CBSB: Cancer Bioinformatics and Systems Biology

 Pathway and Network Modeling for Cancer Molecular Targets













Cancers are complex diseases and are mainly defined by uncontrolled growth, immortality and invasion of other tissues. Cancers result from many alterations in cells at genetic, epigenetic, transcriptomic, proteomic, and metabolomic levels, and are manifested in changes of cell signaling, gene regulation, metabolism, cell division and many other fundamental cell processes. Post-genome era high-throughput data of genome sequences, global gene expression of coding genes and microRNA, protein expression and posttranslational modifications, etc. provide unprecedented opportunities for studying mechanisms underlying cancer development and progression and for identifying molecular targets for developing diagnostics and therapeutics treatment, while also present huge challenges in analyzing and interpreting the large-scale omics data as well as managing them.

Bioinformatics and systems biology are emerging fields that integrate computer sciences and technologies into areas of biomedical sciences and hold great promise in meeting these challenges. Due to the interdisciplinary nature of bioinformatics and systems biology, we stride to bridge the biological and computational communities by providing expertise in analyzing various omics data either generated from collaborating laboratories or identified from public repositories, and by conducting computational biology research and developing tools to facilitate the basic cancer research. Consequently, we provide functional interpretation of large-scale omics data from biological pathway and network perspectives, and generate hypothesis on molecular targets or biomarkers that can be tested in the laboratory.
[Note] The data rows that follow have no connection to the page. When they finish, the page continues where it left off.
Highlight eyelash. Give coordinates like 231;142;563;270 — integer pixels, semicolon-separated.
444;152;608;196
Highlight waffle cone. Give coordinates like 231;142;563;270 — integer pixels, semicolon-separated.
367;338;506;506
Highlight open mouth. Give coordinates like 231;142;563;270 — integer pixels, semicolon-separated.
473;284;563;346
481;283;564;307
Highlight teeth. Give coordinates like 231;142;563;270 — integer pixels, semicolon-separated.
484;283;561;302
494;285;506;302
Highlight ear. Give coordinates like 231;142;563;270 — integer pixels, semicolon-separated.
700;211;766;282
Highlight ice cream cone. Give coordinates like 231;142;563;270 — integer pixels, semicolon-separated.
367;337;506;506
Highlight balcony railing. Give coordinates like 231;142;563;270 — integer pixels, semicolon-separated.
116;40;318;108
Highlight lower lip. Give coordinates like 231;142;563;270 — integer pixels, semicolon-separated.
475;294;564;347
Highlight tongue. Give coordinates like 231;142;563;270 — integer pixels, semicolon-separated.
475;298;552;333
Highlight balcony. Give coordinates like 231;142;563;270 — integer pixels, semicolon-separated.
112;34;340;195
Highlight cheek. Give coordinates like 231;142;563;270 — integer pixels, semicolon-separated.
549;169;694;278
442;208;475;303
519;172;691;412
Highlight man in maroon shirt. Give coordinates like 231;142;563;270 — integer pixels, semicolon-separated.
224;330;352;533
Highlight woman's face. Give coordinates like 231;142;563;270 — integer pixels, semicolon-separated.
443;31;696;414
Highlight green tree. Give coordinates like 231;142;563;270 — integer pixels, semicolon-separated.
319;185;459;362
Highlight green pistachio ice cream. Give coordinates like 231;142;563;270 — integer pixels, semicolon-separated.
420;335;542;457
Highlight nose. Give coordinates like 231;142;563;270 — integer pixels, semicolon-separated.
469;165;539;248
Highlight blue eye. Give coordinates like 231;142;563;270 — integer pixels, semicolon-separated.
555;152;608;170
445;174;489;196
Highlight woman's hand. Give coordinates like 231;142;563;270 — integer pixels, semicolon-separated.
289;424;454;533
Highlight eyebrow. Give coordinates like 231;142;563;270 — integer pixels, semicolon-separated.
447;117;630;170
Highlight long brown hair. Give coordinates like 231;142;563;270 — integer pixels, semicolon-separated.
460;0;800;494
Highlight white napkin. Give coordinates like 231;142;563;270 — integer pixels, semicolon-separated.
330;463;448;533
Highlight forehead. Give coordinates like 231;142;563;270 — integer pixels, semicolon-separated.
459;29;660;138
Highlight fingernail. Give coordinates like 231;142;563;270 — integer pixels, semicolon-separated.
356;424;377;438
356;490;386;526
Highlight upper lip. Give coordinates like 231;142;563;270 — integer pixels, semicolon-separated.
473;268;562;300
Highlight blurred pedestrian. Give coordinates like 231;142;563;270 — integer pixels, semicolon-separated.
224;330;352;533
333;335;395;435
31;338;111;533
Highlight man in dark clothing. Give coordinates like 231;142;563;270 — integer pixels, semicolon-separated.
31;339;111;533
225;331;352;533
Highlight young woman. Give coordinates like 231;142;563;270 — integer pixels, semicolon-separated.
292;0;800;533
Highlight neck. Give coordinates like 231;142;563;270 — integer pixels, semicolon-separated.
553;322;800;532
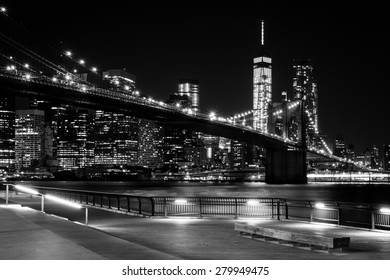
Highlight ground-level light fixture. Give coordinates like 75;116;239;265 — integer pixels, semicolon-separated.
379;207;390;215
14;185;40;195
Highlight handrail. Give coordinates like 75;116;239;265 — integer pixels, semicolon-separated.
3;184;390;230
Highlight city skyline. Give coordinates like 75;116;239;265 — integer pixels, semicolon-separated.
1;2;390;150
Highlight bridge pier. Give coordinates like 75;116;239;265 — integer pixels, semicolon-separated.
265;147;307;184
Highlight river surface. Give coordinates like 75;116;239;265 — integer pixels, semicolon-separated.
13;181;390;205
Our research interests are to better understand complex cell signaling pathways and regulatory networks in cancer vs. normal cells using bioinformatics and computational biology approaches, particularly through integration and analysis of modern -omics data. Our long term goal is to conduct systems biology and translational research through pathway and network-based modeling to identify molecular targets for diagnostics and therapeutics development as apply to common diseases such as cancer, endocrine or immune disorders. Current research at CBSB includes:

1. Estrogen-induced apoptosis in breast cancer cells. An experimental model of 17-b-estradiol induced apoptosis in breast cancer cells is being exploited for design of new hormone therapeutic strategy for anitestrogen drug resistant breast cancers. Signaling pathways and protein networks of estrogen-induced apoptosis vs. growth are being modeled using bioinformatics approaches based on genomic and proteomic data generated from breast cancer cell lines.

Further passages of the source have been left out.